"Save As" feature for an AI-enabled fraud-detection application cemented a lucrative state contract

21CT is a maker of fraud detection tools for the state of Texas. Their product, Torch, was already in use but lacked a key "save as" feature. With many complexities, we built requirements, designed, prototyped and implemented this feature based on my work with the 21CT team of stakeholders and developers.

The problem

In this project, I was tasked with imagining and prototyping a ‘Save’ feature into a 21CT product. In theory it’s a basic function and an easy win. In practice, the application functioned more like a web browser than a word processor, and the meaning of ‘save a file’ meant different things depending on what kind of entity was going to be saved.

The world of medical fraud detection, there were many entities that could be saved. Individual providers, clinics, bank accounts and other objects were items that could be flagged for later retrieval. Entire networks, or parts of networks were also of interest to investigators.

The ability to save also meant the ability to categorize and create whole file structures. All of this needed to be in place before “save as” would be useful to the end user.
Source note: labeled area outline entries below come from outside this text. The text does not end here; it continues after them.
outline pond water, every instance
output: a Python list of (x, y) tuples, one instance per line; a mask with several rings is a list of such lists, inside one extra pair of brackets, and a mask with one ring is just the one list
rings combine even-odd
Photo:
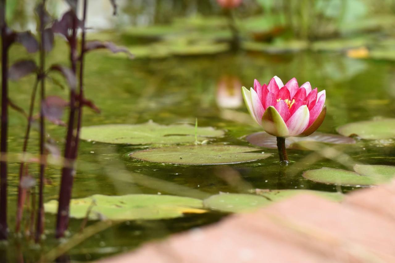
[[(251, 146), (243, 136), (261, 129), (251, 125), (244, 103), (239, 100), (241, 97), (236, 95), (235, 101), (224, 104), (217, 99), (221, 80), (233, 80), (235, 85), (239, 82), (241, 86), (249, 87), (254, 78), (267, 83), (275, 75), (286, 82), (295, 77), (299, 84), (308, 81), (319, 91), (326, 90), (327, 114), (318, 129), (322, 132), (336, 133), (335, 128), (340, 125), (376, 116), (391, 117), (395, 111), (393, 103), (395, 64), (355, 60), (340, 53), (269, 55), (242, 52), (130, 60), (98, 52), (88, 56), (86, 68), (87, 96), (95, 102), (102, 113), (97, 114), (86, 109), (84, 126), (139, 123), (150, 120), (162, 124), (186, 122), (194, 125), (197, 118), (199, 127), (226, 131), (223, 138), (214, 142)], [(11, 98), (25, 108), (31, 83), (28, 78), (10, 87)], [(235, 92), (240, 92), (239, 88)], [(67, 91), (49, 83), (47, 92), (65, 96)], [(222, 108), (224, 106), (233, 108)], [(25, 121), (18, 114), (11, 114), (9, 151), (20, 152)], [(65, 129), (49, 123), (47, 129), (61, 147)], [(29, 151), (36, 153), (37, 146), (34, 144), (37, 137), (35, 132), (32, 137)], [(79, 147), (73, 196), (144, 193), (203, 199), (220, 192), (248, 193), (257, 188), (334, 192), (340, 189), (307, 180), (301, 176), (302, 173), (324, 166), (344, 168), (347, 162), (353, 160), (365, 164), (395, 165), (395, 160), (389, 157), (394, 153), (392, 145), (391, 140), (381, 140), (334, 146), (338, 154), (333, 154), (331, 159), (317, 158), (318, 154), (311, 151), (289, 150), (289, 159), (293, 162), (284, 172), (280, 169), (276, 150), (274, 149), (261, 148), (261, 151), (273, 155), (255, 162), (227, 166), (187, 166), (149, 163), (128, 157), (128, 153), (147, 146), (83, 141)], [(36, 175), (35, 165), (30, 166)], [(55, 216), (45, 214), (47, 238), (42, 246), (21, 242), (13, 237), (18, 168), (16, 163), (9, 165), (9, 222), (12, 237), (8, 245), (2, 245), (6, 252), (1, 254), (10, 262), (21, 256), (25, 262), (33, 262), (57, 244), (54, 238)], [(46, 201), (57, 198), (60, 170), (50, 166), (46, 173), (52, 183), (45, 186)], [(341, 190), (346, 192), (352, 188)], [(67, 256), (81, 261), (102, 258), (171, 233), (216, 222), (226, 215), (213, 212), (175, 219), (123, 222), (102, 231), (98, 230), (81, 243), (76, 241)], [(78, 231), (82, 222), (71, 219), (71, 234)], [(88, 225), (96, 222), (90, 221)]]

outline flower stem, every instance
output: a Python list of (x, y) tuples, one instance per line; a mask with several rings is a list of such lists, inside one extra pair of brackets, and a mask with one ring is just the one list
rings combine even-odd
[(287, 150), (285, 149), (285, 138), (283, 137), (277, 137), (277, 148), (278, 150), (278, 157), (281, 165), (286, 166), (290, 161), (287, 155)]

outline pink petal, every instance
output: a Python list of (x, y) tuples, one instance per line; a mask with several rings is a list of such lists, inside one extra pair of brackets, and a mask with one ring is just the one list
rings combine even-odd
[(296, 94), (292, 98), (292, 99), (294, 99), (295, 101), (299, 99), (304, 101), (306, 99), (306, 90), (301, 88), (297, 90)]
[(251, 88), (250, 92), (251, 93), (251, 102), (252, 104), (254, 115), (258, 123), (261, 125), (262, 123), (262, 116), (263, 116), (265, 111), (262, 106), (262, 103), (258, 97), (258, 95), (255, 91), (252, 88)]
[(266, 95), (266, 101), (265, 104), (265, 109), (266, 110), (270, 106), (274, 106), (277, 103), (276, 99), (276, 95), (271, 92), (269, 92)]
[(284, 86), (284, 84), (282, 83), (282, 81), (281, 80), (281, 78), (276, 76), (274, 76), (273, 77), (273, 78), (274, 78), (275, 80), (276, 81), (276, 83), (277, 83), (277, 86), (278, 86), (279, 89)]
[(313, 101), (317, 100), (317, 88), (314, 89), (311, 91), (311, 92), (308, 93), (306, 99), (305, 100), (305, 104), (306, 105), (309, 105)]
[[(260, 100), (261, 102), (262, 102), (263, 101), (262, 100), (262, 86), (256, 79), (254, 80), (254, 90), (258, 94), (258, 98)], [(262, 104), (263, 105), (263, 103), (262, 103)]]
[(302, 105), (286, 123), (290, 136), (297, 136), (308, 127), (310, 114), (307, 106)]
[(304, 88), (306, 90), (306, 95), (308, 94), (311, 91), (311, 85), (310, 82), (308, 81), (305, 83), (303, 83), (303, 85), (300, 86), (301, 88)]
[(293, 115), (296, 110), (302, 105), (303, 105), (303, 101), (300, 99), (297, 101), (295, 101), (295, 103), (292, 104), (291, 108), (290, 109), (290, 113), (291, 114), (291, 115)]
[[(262, 86), (262, 97), (261, 97), (261, 101), (262, 102), (262, 104), (265, 106), (265, 104), (266, 102), (266, 96), (267, 95), (267, 93), (269, 93), (269, 91), (267, 90), (267, 85), (266, 84), (263, 84), (263, 86)], [(266, 108), (265, 108), (266, 109)]]
[(269, 82), (269, 84), (267, 85), (267, 89), (269, 90), (269, 92), (271, 92), (276, 97), (277, 97), (277, 94), (278, 93), (280, 88), (278, 88), (278, 85), (277, 85), (277, 83), (276, 82), (276, 80), (274, 78), (273, 78), (270, 80), (270, 82)]
[(274, 107), (277, 110), (277, 111), (280, 114), (280, 115), (284, 120), (284, 122), (288, 121), (288, 119), (291, 117), (288, 105), (284, 101), (282, 100), (278, 101)]
[(277, 99), (281, 99), (284, 101), (287, 99), (291, 99), (291, 97), (290, 95), (290, 91), (288, 90), (286, 87), (283, 87), (280, 89), (278, 94), (277, 95)]
[(297, 81), (295, 78), (292, 78), (290, 79), (285, 84), (285, 86), (288, 88), (289, 90), (291, 98), (293, 97), (299, 89), (299, 85), (298, 85)]
[[(323, 91), (325, 91), (325, 90)], [(321, 111), (322, 110), (322, 108), (324, 107), (324, 104), (325, 103), (325, 99), (326, 97), (326, 95), (325, 92), (324, 92), (322, 93), (321, 96), (318, 98), (318, 100), (317, 102), (317, 103), (310, 110), (310, 118), (308, 121), (308, 126), (310, 126), (314, 122), (314, 121), (318, 117), (318, 115), (321, 113)]]

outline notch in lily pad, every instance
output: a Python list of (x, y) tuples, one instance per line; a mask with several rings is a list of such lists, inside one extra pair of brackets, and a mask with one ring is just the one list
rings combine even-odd
[[(46, 213), (56, 214), (58, 201), (44, 204)], [(111, 196), (95, 194), (83, 198), (71, 199), (70, 216), (83, 219), (113, 220), (152, 220), (175, 218), (185, 213), (202, 213), (202, 200), (189, 197), (152, 194), (128, 194)]]
[(220, 193), (205, 199), (203, 201), (203, 204), (206, 208), (222, 212), (236, 213), (254, 211), (297, 194), (318, 195), (336, 201), (340, 201), (343, 199), (343, 195), (339, 193), (314, 190), (257, 189), (256, 192), (257, 194)]
[(395, 177), (395, 166), (356, 164), (354, 171), (323, 167), (306, 171), (303, 176), (317, 183), (344, 186), (369, 186), (387, 182)]
[[(254, 145), (277, 149), (276, 137), (265, 132), (250, 134), (246, 137), (246, 140)], [(355, 143), (355, 140), (349, 137), (318, 132), (306, 137), (289, 137), (285, 139), (285, 146), (287, 149), (297, 150), (315, 149), (322, 146), (323, 144), (352, 144)]]
[(187, 124), (162, 125), (152, 121), (140, 124), (108, 124), (83, 127), (83, 140), (108, 144), (171, 144), (192, 143), (221, 137), (223, 130)]
[(337, 130), (344, 136), (356, 135), (365, 140), (389, 139), (395, 137), (395, 119), (353, 122), (340, 126)]
[(252, 153), (255, 148), (236, 145), (185, 145), (149, 149), (133, 152), (132, 158), (151, 162), (181, 164), (225, 164), (265, 159), (270, 153)]

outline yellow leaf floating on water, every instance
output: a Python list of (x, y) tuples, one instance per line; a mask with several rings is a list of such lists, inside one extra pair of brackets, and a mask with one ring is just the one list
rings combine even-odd
[(347, 56), (352, 58), (366, 58), (369, 56), (369, 50), (366, 47), (349, 49), (347, 51)]

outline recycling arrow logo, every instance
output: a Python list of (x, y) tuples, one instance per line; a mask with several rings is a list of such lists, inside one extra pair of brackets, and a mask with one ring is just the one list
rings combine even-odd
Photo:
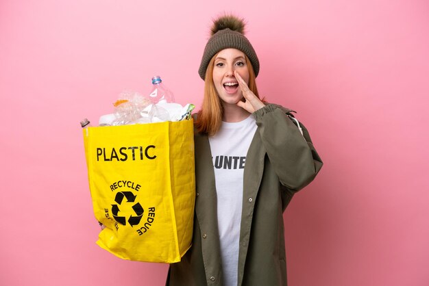
[[(124, 198), (127, 198), (126, 203), (134, 203), (136, 197), (137, 196), (134, 196), (132, 192), (118, 192), (114, 198), (114, 201), (118, 205), (121, 205)], [(126, 225), (127, 218), (125, 216), (120, 216), (119, 213), (121, 212), (121, 209), (119, 209), (118, 205), (112, 205), (112, 214), (113, 215), (113, 218), (114, 218), (114, 220), (121, 224)], [(133, 226), (137, 225), (140, 223), (140, 221), (143, 216), (143, 212), (145, 210), (139, 203), (136, 203), (132, 207), (134, 211), (136, 216), (130, 216), (130, 218), (128, 218), (128, 223), (132, 227)]]

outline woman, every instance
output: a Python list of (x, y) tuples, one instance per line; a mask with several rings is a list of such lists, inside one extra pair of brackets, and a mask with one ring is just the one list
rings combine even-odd
[(286, 285), (282, 213), (322, 166), (291, 111), (259, 99), (259, 62), (243, 28), (219, 18), (204, 50), (193, 244), (171, 265), (168, 285)]

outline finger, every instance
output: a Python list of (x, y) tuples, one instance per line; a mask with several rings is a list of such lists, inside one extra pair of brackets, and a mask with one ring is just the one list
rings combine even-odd
[(234, 75), (237, 79), (237, 81), (238, 82), (238, 86), (240, 86), (240, 89), (241, 90), (241, 92), (243, 92), (243, 95), (246, 99), (247, 99), (248, 97), (251, 96), (251, 94), (253, 94), (253, 92), (252, 92), (252, 91), (247, 86), (247, 84), (246, 83), (246, 82), (244, 81), (244, 79), (243, 79), (243, 77), (240, 76), (240, 75), (238, 74), (238, 73), (237, 73), (236, 70), (234, 71)]
[(240, 74), (237, 73), (236, 70), (234, 71), (234, 75), (235, 75), (235, 77), (238, 79), (237, 81), (238, 82), (238, 86), (240, 86), (241, 88), (246, 87), (249, 88), (246, 82), (244, 81), (244, 79), (243, 79), (243, 77), (241, 77)]

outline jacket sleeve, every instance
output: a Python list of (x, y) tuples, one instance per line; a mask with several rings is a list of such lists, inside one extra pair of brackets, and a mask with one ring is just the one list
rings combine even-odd
[(297, 192), (316, 177), (323, 162), (307, 129), (302, 133), (280, 105), (269, 104), (254, 113), (262, 145), (280, 183)]

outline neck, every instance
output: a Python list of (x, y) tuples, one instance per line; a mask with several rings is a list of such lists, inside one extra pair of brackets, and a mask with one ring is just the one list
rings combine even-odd
[(222, 121), (225, 122), (238, 122), (246, 119), (250, 114), (236, 104), (223, 103)]

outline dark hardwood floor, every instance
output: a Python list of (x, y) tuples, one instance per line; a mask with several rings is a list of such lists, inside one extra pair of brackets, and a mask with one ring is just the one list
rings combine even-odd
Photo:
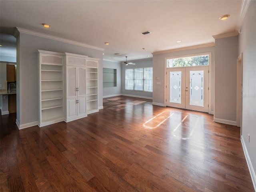
[(104, 107), (20, 130), (14, 115), (2, 116), (0, 191), (254, 191), (239, 128), (148, 100)]

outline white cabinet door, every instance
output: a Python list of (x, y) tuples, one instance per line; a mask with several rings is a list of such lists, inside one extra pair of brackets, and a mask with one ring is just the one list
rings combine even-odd
[(76, 98), (69, 99), (67, 100), (67, 118), (76, 117), (77, 116), (77, 109)]
[(86, 99), (85, 97), (79, 97), (78, 98), (78, 116), (84, 116), (86, 114)]
[(76, 67), (67, 66), (67, 98), (77, 96)]
[(78, 97), (85, 97), (86, 96), (86, 68), (85, 67), (77, 67)]

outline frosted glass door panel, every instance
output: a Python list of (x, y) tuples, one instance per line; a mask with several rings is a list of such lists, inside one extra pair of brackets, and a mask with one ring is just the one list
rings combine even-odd
[(190, 71), (189, 104), (204, 106), (204, 71)]
[(181, 103), (181, 71), (170, 73), (170, 102)]

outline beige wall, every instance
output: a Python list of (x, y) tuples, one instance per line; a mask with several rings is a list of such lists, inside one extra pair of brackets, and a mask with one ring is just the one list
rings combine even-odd
[(214, 120), (236, 125), (238, 36), (215, 40)]
[[(252, 0), (239, 36), (239, 54), (243, 53), (242, 140), (256, 190), (256, 1)], [(248, 139), (250, 135), (250, 141)]]

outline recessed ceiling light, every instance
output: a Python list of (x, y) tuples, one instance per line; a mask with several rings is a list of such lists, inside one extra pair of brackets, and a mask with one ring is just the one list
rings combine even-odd
[(147, 34), (150, 34), (151, 32), (150, 31), (147, 31), (145, 32), (143, 32), (143, 33), (140, 33), (140, 34), (142, 34), (142, 35), (146, 35)]
[(51, 26), (50, 25), (47, 24), (47, 23), (42, 23), (42, 24), (43, 25), (44, 27), (46, 27), (46, 28), (49, 28)]
[(225, 19), (227, 19), (228, 18), (228, 17), (229, 17), (230, 16), (230, 15), (222, 15), (221, 17), (219, 18), (219, 19), (220, 19), (221, 20), (225, 20)]

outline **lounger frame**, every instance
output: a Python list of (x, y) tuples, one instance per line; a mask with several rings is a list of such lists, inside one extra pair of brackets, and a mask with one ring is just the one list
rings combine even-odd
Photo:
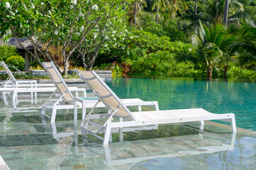
[[(77, 72), (79, 71), (77, 70)], [(236, 125), (235, 125), (235, 115), (233, 113), (227, 113), (227, 114), (214, 114), (206, 116), (198, 116), (198, 117), (188, 117), (188, 118), (169, 118), (169, 119), (159, 119), (159, 120), (138, 120), (133, 115), (133, 114), (127, 108), (127, 107), (122, 103), (121, 101), (119, 98), (113, 92), (113, 91), (105, 84), (104, 81), (101, 80), (101, 79), (97, 75), (97, 74), (94, 71), (90, 72), (94, 76), (92, 77), (82, 77), (82, 79), (87, 81), (87, 84), (94, 90), (94, 94), (99, 97), (99, 101), (95, 104), (95, 106), (91, 108), (91, 111), (89, 114), (85, 117), (83, 121), (81, 123), (81, 128), (83, 130), (87, 132), (89, 134), (94, 135), (94, 137), (103, 140), (103, 145), (107, 145), (109, 142), (110, 135), (111, 134), (111, 129), (113, 128), (119, 128), (121, 130), (123, 128), (128, 127), (137, 127), (137, 126), (145, 126), (145, 125), (159, 125), (159, 124), (169, 124), (169, 123), (185, 123), (185, 122), (194, 122), (194, 121), (200, 121), (201, 123), (201, 129), (204, 130), (204, 120), (219, 120), (223, 121), (229, 122), (231, 123), (232, 131), (236, 132)], [(79, 76), (82, 76), (81, 74), (79, 74)], [(89, 83), (89, 81), (93, 81), (96, 79), (99, 81), (101, 85), (103, 85), (106, 89), (109, 92), (108, 95), (100, 95), (96, 91), (95, 88)], [(111, 108), (111, 105), (108, 104), (108, 102), (105, 101), (105, 98), (113, 97), (115, 100), (119, 103), (116, 106), (115, 109)], [(96, 107), (99, 103), (101, 101), (104, 103), (106, 107), (110, 110), (110, 113), (108, 114), (108, 118), (106, 121), (104, 123), (103, 125), (97, 125), (95, 123), (92, 123), (89, 121), (90, 117), (91, 116), (91, 113), (93, 113), (94, 109)], [(123, 108), (123, 111), (125, 110), (128, 114), (128, 116), (121, 116), (120, 115), (117, 115), (116, 113), (118, 110)], [(202, 108), (197, 108), (199, 110)], [(184, 110), (186, 112), (186, 109)], [(155, 113), (157, 113), (157, 112)], [(113, 116), (117, 116), (120, 118), (119, 122), (111, 122), (112, 118)], [(128, 121), (123, 121), (123, 118), (130, 118), (131, 120)], [(94, 125), (99, 128), (99, 130), (90, 130), (88, 129), (89, 124)], [(104, 137), (102, 138), (101, 137), (96, 135), (99, 132), (104, 132)]]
I mapped the data structure of the new feature.

Interviews with fraud investigators for the state of Texas  helped clarify user needs and requirements.

We paid a visit to the Austin office of the Texas Inspector General. The fraud investigators there walked us through a day in the life of a fraud investigation. They explained how they were using the product currently, as well as things they needed to make it truly a part of their daily routine.

We built a clickable, testable prototype with 60+ screens to test with end users.

After the prototype had been socialized, I used video to  communicate requirements asynchronously to a distributed team.

With such a complex flow, I wanted to make sure that documentation of interactions especially were over-communicated to the team of developers and stakeholders.

I created a style guide to give the developers a detailed reference for use during the sprint development cycle.

Column guidelines helped define common layout schemes for the application.

A UI style guide helped developers standardize the look and feel—and helped the UI developers move more quickly during implementation.

The feature was released with great success to fraud investigators working across multiple U.S. jurisdictions.